- Founded: 1999
- Founder: John Digweed
- Status: Active
- Genre: Trance, house, techno
- Country of origin: United Kingdom
- Location: London, England
- Official website: bedrock.org.uk

= Bedrock Records =

English record label

Bedrock Records is an English record label for trance, progressive house and techno started by John Digweed. Its name comes from a long running and successful club night held in Hastings and also at Heaven nightclub, London – both also called Bedrock. Bedrock Records has released many singles from artists such as Astro & Glyde, Brancaccio & Aisher, Steve Lawler, Shmuel Flash, Steve Porter, Sahar Z, Guy J, Henry Saiz, Stelios Vassiloudis, Electric Rescue, The Japanese Popstars and Jerry Bonham. Bedrock is also the name that Digweed and Muir use as their production moniker.

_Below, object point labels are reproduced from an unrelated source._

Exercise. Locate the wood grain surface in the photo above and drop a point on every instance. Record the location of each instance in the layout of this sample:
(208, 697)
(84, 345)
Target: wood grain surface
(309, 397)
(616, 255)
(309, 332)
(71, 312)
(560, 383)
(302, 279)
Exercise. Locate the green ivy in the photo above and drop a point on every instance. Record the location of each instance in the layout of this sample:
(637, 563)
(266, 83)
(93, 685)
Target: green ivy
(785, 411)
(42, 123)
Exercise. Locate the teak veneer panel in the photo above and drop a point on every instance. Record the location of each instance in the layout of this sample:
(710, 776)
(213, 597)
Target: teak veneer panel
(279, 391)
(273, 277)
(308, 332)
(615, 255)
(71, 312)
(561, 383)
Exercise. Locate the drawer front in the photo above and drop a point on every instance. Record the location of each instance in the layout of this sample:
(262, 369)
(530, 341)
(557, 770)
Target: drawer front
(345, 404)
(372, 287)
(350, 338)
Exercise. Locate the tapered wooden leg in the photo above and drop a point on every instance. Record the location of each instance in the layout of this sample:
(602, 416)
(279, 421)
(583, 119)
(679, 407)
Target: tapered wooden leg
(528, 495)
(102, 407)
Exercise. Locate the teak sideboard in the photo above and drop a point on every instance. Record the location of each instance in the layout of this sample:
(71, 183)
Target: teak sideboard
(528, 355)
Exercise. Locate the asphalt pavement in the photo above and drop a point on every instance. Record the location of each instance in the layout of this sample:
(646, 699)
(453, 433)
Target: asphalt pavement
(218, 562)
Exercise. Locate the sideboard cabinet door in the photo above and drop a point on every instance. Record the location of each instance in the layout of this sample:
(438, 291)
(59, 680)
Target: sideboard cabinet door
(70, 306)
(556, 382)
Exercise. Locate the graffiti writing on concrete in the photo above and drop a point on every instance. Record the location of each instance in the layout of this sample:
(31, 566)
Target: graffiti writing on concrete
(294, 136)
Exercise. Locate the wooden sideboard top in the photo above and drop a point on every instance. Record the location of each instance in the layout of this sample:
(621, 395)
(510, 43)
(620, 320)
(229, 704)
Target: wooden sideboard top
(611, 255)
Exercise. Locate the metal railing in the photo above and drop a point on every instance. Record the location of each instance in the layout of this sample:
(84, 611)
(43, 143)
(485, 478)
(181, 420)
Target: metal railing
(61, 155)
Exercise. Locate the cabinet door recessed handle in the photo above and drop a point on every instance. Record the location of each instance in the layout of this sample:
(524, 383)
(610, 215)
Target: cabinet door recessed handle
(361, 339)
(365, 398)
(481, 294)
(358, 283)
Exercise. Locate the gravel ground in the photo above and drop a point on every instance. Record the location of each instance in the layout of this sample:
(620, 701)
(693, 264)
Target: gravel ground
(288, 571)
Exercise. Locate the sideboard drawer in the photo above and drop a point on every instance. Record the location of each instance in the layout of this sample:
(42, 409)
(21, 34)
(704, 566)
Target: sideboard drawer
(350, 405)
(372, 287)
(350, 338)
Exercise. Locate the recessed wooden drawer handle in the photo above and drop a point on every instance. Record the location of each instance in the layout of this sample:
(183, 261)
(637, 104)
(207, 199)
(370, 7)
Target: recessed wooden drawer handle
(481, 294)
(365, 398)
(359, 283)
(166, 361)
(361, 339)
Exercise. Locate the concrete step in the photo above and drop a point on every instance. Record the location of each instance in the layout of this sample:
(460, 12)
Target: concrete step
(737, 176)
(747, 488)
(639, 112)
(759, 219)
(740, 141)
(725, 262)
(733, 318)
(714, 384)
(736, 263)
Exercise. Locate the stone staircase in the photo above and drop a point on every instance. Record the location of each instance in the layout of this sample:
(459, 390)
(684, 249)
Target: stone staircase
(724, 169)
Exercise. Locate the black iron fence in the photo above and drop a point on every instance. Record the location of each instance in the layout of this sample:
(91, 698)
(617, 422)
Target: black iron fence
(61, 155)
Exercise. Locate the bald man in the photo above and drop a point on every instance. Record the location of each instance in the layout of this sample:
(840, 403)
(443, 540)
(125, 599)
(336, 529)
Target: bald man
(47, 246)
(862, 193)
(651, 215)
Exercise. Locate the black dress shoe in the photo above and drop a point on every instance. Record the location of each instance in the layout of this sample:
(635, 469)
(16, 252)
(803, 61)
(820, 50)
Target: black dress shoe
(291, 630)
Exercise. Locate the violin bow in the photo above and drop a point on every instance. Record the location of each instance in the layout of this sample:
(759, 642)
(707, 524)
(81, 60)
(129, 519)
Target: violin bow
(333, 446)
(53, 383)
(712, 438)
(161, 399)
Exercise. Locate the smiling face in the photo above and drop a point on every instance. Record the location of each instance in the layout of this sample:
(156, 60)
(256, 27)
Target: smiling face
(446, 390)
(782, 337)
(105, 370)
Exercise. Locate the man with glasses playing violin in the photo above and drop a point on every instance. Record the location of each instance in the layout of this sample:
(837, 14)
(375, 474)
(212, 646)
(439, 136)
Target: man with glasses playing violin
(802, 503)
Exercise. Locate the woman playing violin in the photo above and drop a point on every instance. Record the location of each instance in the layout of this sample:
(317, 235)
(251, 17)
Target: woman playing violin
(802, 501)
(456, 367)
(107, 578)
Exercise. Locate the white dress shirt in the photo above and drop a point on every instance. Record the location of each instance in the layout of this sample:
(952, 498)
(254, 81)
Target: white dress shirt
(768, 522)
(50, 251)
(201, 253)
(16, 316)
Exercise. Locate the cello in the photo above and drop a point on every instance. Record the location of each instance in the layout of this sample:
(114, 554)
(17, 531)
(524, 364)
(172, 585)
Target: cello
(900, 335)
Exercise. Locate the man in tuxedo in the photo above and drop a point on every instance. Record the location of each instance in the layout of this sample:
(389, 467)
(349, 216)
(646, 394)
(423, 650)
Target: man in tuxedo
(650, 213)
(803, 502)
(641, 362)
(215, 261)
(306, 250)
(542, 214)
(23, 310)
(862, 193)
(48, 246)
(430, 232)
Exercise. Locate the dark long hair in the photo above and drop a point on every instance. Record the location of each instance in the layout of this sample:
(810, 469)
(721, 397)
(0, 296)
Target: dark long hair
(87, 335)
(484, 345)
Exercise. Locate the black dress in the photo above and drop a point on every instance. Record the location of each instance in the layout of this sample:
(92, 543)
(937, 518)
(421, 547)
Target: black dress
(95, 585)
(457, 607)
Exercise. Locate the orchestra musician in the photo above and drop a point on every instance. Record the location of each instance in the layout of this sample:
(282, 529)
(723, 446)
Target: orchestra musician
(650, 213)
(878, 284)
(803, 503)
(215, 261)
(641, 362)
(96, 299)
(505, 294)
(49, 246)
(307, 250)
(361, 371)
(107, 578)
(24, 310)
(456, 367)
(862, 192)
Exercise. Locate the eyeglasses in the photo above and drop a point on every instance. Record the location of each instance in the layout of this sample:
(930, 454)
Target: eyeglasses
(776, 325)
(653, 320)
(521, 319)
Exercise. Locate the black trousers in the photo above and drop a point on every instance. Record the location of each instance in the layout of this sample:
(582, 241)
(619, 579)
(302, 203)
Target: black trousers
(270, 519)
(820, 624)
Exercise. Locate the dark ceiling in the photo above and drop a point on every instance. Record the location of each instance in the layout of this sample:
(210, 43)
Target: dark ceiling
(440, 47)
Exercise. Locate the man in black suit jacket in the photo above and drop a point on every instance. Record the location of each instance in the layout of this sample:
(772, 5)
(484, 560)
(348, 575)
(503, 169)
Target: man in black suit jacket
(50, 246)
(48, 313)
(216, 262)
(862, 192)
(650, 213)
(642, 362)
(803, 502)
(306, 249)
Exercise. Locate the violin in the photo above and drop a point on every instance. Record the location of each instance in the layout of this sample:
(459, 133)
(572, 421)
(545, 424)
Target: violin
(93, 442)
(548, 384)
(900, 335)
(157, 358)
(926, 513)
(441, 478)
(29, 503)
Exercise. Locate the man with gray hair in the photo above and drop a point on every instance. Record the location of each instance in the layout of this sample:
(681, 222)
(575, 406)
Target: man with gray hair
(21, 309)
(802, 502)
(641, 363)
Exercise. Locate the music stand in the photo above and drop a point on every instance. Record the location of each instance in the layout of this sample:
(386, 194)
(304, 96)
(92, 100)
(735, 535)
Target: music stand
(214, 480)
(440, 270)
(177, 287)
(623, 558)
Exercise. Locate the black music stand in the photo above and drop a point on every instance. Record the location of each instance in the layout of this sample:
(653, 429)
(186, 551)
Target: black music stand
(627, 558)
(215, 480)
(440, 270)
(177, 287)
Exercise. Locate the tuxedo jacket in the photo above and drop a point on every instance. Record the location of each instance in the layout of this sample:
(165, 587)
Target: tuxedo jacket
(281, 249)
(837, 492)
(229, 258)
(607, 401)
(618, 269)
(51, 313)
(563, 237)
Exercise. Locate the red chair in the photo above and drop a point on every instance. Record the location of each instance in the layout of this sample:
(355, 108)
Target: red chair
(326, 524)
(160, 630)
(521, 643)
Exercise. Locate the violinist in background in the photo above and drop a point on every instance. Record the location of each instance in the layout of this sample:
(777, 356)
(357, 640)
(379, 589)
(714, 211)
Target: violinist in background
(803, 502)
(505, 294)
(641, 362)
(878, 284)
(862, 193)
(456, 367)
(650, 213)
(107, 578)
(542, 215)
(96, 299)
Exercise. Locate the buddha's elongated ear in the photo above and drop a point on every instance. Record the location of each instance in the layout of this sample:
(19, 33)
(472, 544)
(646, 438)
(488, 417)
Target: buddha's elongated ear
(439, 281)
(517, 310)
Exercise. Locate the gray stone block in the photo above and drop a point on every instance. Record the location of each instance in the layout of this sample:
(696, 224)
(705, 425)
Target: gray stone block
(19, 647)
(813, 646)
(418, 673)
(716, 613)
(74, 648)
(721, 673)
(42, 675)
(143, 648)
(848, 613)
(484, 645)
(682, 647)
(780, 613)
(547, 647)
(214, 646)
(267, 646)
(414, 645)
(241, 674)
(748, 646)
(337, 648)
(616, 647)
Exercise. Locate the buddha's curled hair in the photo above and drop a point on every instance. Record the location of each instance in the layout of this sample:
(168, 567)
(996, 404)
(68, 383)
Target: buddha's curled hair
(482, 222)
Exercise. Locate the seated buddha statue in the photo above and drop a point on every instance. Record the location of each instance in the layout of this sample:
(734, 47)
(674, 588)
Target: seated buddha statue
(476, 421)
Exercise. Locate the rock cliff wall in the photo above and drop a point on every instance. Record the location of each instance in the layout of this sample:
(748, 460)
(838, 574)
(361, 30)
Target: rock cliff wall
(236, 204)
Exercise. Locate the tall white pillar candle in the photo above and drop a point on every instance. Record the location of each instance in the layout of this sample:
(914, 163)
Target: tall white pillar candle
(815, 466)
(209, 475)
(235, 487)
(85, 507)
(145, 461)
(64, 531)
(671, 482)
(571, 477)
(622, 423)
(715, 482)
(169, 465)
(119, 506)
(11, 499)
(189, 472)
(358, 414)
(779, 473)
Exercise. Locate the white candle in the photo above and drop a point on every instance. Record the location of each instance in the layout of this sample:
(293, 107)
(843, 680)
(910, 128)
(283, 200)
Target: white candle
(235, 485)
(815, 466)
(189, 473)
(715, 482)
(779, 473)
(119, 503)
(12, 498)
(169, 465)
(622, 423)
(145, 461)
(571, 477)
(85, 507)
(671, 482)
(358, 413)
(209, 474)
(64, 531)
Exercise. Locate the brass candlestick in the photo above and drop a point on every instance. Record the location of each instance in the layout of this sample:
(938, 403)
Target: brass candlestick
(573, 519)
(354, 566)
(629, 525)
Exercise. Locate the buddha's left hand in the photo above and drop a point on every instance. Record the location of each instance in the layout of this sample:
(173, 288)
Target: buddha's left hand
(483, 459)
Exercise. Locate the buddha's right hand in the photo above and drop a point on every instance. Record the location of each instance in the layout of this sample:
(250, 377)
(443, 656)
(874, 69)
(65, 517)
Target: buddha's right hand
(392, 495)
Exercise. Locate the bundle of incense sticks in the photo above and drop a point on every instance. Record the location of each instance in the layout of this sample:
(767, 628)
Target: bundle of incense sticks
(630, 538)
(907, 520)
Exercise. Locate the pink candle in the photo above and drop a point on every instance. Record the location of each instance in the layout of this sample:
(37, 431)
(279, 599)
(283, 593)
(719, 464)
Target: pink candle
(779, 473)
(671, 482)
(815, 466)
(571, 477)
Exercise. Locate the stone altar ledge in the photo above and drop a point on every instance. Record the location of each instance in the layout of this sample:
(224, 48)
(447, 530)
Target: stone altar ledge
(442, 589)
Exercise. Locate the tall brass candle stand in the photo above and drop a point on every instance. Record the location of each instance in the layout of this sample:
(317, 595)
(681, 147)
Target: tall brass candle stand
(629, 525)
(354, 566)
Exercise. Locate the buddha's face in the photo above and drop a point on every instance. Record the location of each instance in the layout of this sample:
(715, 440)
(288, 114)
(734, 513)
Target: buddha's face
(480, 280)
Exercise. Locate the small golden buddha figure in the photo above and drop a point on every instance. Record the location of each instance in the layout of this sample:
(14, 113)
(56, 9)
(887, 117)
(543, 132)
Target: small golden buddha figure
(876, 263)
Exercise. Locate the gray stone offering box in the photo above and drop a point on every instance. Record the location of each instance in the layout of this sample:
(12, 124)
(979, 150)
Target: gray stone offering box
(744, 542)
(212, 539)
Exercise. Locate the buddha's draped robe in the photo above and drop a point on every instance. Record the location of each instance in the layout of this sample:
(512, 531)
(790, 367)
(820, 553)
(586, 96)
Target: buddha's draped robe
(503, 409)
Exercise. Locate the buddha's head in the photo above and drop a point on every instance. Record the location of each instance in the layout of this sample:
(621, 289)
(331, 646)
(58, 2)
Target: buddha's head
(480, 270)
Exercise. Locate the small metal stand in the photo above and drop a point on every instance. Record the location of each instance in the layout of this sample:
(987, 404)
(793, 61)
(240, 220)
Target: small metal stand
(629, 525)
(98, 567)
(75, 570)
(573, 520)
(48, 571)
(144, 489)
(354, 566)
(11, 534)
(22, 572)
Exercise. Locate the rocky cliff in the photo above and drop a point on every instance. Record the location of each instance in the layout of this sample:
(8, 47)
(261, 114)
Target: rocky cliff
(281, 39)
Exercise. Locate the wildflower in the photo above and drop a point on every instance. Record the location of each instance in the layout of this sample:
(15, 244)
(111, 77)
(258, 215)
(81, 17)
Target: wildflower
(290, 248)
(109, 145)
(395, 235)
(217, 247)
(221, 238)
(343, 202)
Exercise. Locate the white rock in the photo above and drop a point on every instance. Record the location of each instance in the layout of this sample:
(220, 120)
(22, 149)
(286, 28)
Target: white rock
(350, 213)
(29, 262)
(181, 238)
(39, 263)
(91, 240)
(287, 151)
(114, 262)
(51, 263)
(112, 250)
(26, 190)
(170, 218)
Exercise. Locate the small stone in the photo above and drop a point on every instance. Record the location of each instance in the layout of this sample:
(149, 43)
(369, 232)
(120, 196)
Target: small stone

Bedrock has had different imprints: Bedrock Breaks, B_Rock and Black (Bedrock). Currently it has Bedrock Digital and one called Lost & Found belonging to Guy J.

The first Bedrock album compiled and mixed by John Digweed was released in 1999, containing several tracks signed to the Bedrock label.

In 2018, Digweed marked the 20th anniversary of the label with the release of Bedrock XX.